図1には、背もたれの部分に背中の形の凹部が設けられた椅子が図示されている。
「図1に示されるような座り心地のよい」という用語は、「背もたれの部分に背中の形の凹部が設けられた」という意味であるという前提で評価をする。
人間の感情を数値化する感情数値化手段、感情数値化手段からの信号に基づき人間が喜んでいることを判断する喜怒哀楽判定手段及び喜怒哀楽判定手段からの信号に基づき、尻尾を振る制御手段を有する犬の形状をした玩具。
考案の詳細な説明には、一定音量以上の音を検出すると尻尾を振るような手段を有する犬の形状をした玩具のみが記載されている。
「人間の感情を数値化する感情数値化手段」及び「感情数値化手段からの信号に基づき人間が喜んでいることを判断する喜怒哀楽判定手段」は、その文言どおりに認定すると、具体的なものが想定できないため十分な新規性、進歩性等の評価ができない。また、考案の詳細な説明の記載からは、一定音量以上の音を検出する手段以外のことを意味しているとも考えられない。したがって、「人間の感情を数値化する感情数値化手段」及び「感情数値化手段からの信号に基づき人間が喜んでいることを判断する喜怒哀楽判定手段」は、一定音量以上の音を検知する手段であるという前提で評価をする。

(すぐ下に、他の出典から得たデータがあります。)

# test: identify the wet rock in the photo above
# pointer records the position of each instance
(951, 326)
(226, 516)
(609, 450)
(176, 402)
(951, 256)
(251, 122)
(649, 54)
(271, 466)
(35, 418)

審査官は、評価書に、調査範囲(先行技術調査をした文献の範囲)、評価、引用文献等の表示及び評価についての説明を記載する。
審査官は、新規性、進歩性等の評価を請求項ごとに示す。ただし、評価及び評価についての説明が共通する請求項について、まとめて記載することは問題ない。
審査官は、そのように評価した理由を請求人が理解できるように、評価についての説明を記載する(詳細については、以下の(1)から(5)までを参照。)。
2.の(ⅱ)に係る否定的評価の場合は、審査官は、引用文献から認定された考案に基づき、どのような論理付けで進歩性を有しないと判断したのかを記載する。
審査官は、請求項に係る考案の新規性、進歩性等を否定する先行技術文献等(先行技術文献、先願又は同日出願)を発見できなかった場合は、そのような先行技術文献等を発見できない旨の評価とともに、その考案の属する技術分野における一般的技術水準を示す文献を記載する。